Search-based Methods for Multi-Cloud Configuration
Abstract
Multi-cloud computing has become increasingly popular with enterprises looking to avoid vendor lock-in. While most cloud providers offer similar functionality, they may differ significantly in terms of performance and/or cost. A customer looking to benefit from such differences will naturally want to solve the multi-cloud configuration problem: given a workload, which cloud provider should be chosen and how should its nodes be configured in order to minimize runtime or cost? In this work, we consider possible solutions to this multi-cloud optimization problem. We develop and evaluate possible adaptations of state-of-the-art cloud configuration solutions to the multi-cloud domain. Furthermore, we identify an analogy between multi-cloud configuration and the selection-configuration problems that are commonly studied in the automated machine learning (AutoML) field. Inspired by this connection, we utilize popular optimizers from AutoML to solve multi-cloud configuration. Finally, we propose a new algorithm for solving multi-cloud configuration, CloudBandit. It treats the outer problem of cloud provider selection as a best-arm identification problem, in which each arm pull corresponds to running an arbitrary black-box optimizer on the inner problem of node configuration.
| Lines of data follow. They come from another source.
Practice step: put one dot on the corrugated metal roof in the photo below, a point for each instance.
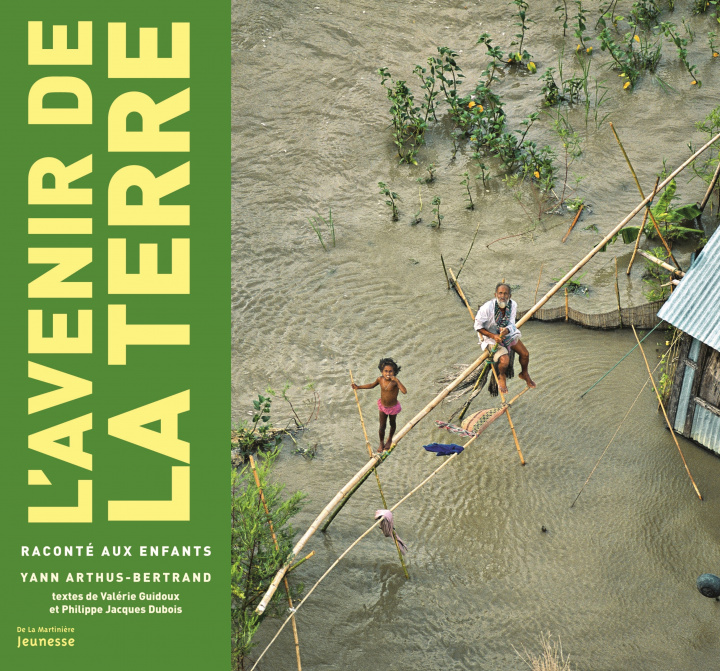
(694, 307)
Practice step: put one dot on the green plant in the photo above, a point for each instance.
(571, 145)
(562, 9)
(254, 559)
(711, 43)
(523, 24)
(256, 436)
(581, 19)
(329, 224)
(656, 277)
(431, 174)
(670, 30)
(446, 71)
(436, 211)
(407, 119)
(392, 197)
(466, 184)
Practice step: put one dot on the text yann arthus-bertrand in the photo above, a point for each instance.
(51, 183)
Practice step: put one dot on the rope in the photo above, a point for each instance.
(621, 360)
(619, 425)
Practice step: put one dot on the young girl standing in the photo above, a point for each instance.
(387, 403)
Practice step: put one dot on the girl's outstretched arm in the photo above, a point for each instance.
(366, 386)
(400, 385)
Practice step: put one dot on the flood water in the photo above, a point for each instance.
(614, 576)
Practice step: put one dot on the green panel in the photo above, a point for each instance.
(128, 467)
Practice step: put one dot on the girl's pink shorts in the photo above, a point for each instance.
(389, 411)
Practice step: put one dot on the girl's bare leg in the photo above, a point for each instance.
(392, 432)
(383, 419)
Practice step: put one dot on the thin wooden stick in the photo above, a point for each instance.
(382, 495)
(617, 294)
(507, 412)
(471, 246)
(642, 228)
(445, 270)
(708, 193)
(461, 294)
(577, 216)
(662, 407)
(642, 195)
(538, 284)
(657, 261)
(497, 381)
(464, 374)
(277, 547)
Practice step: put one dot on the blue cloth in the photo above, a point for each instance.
(443, 450)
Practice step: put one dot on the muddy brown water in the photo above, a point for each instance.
(613, 577)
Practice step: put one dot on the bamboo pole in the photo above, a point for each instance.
(277, 547)
(642, 195)
(708, 193)
(538, 284)
(461, 294)
(382, 495)
(642, 229)
(456, 383)
(617, 294)
(657, 261)
(577, 216)
(662, 407)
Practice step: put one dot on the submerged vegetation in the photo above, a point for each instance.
(260, 543)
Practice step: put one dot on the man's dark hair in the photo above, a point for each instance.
(388, 362)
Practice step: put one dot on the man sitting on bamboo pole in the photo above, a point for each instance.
(495, 324)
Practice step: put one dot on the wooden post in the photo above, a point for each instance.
(617, 295)
(657, 393)
(642, 195)
(377, 459)
(708, 193)
(538, 284)
(577, 216)
(382, 496)
(642, 229)
(277, 547)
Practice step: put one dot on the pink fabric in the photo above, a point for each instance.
(389, 411)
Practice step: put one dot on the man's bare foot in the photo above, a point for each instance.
(528, 379)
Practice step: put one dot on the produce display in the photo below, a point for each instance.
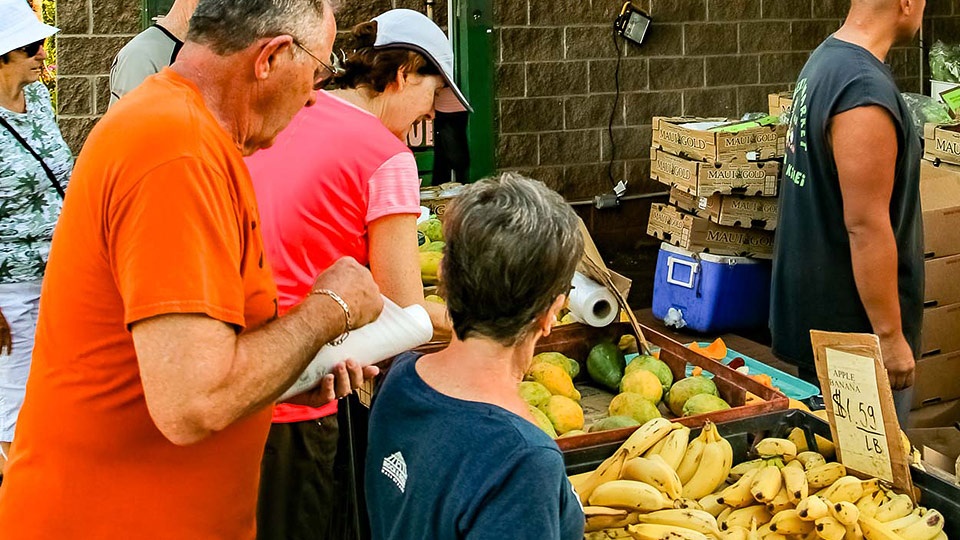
(644, 389)
(662, 485)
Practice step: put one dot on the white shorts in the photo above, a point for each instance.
(20, 303)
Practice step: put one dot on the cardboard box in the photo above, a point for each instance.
(701, 179)
(730, 210)
(940, 200)
(939, 415)
(942, 281)
(941, 330)
(939, 448)
(693, 233)
(779, 103)
(942, 141)
(436, 198)
(936, 379)
(683, 136)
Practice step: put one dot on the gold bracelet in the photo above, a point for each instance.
(346, 314)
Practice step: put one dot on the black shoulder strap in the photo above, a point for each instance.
(46, 169)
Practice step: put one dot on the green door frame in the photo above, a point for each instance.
(474, 47)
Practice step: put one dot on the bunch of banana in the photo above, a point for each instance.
(663, 485)
(715, 461)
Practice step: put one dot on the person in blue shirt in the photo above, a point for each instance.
(453, 451)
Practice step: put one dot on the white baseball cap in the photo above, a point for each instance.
(409, 29)
(19, 26)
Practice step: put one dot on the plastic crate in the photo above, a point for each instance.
(710, 293)
(743, 433)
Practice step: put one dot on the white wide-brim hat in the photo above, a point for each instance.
(409, 29)
(19, 26)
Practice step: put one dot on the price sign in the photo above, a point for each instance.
(860, 406)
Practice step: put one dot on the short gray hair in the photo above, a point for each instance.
(512, 247)
(228, 26)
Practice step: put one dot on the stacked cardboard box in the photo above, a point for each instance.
(939, 365)
(723, 177)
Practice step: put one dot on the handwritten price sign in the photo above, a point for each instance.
(860, 406)
(856, 412)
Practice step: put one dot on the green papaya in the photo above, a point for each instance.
(605, 364)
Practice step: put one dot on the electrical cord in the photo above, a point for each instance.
(613, 111)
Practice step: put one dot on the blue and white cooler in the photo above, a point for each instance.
(710, 293)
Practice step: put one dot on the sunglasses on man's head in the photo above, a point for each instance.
(33, 48)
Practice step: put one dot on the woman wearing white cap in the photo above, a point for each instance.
(35, 164)
(340, 181)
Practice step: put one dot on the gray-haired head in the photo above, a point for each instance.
(512, 247)
(228, 26)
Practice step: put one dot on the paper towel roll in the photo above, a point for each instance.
(591, 303)
(396, 330)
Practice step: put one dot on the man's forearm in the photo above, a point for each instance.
(873, 252)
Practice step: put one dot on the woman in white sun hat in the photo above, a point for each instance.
(35, 164)
(340, 181)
Our extensive experiments indicate that (a) many state-of-the-art cloud configuration solutions can be adapted to multi-cloud, with best results obtained for adaptations which utilize the hierarchical structure of the multi-cloud configuration domain, (b) hierarchical methods from AutoML can be used for the multi-cloud configuration task and can outperform state-of-the-art cloud configuration solutions and (c) CloudBandit achieves competitive or lower regret relative to other tested algorithms, whilst also identifying configurations that have 65% lower median cost and 20% lower median runtime in production, compared to choosing a random provider and configuration.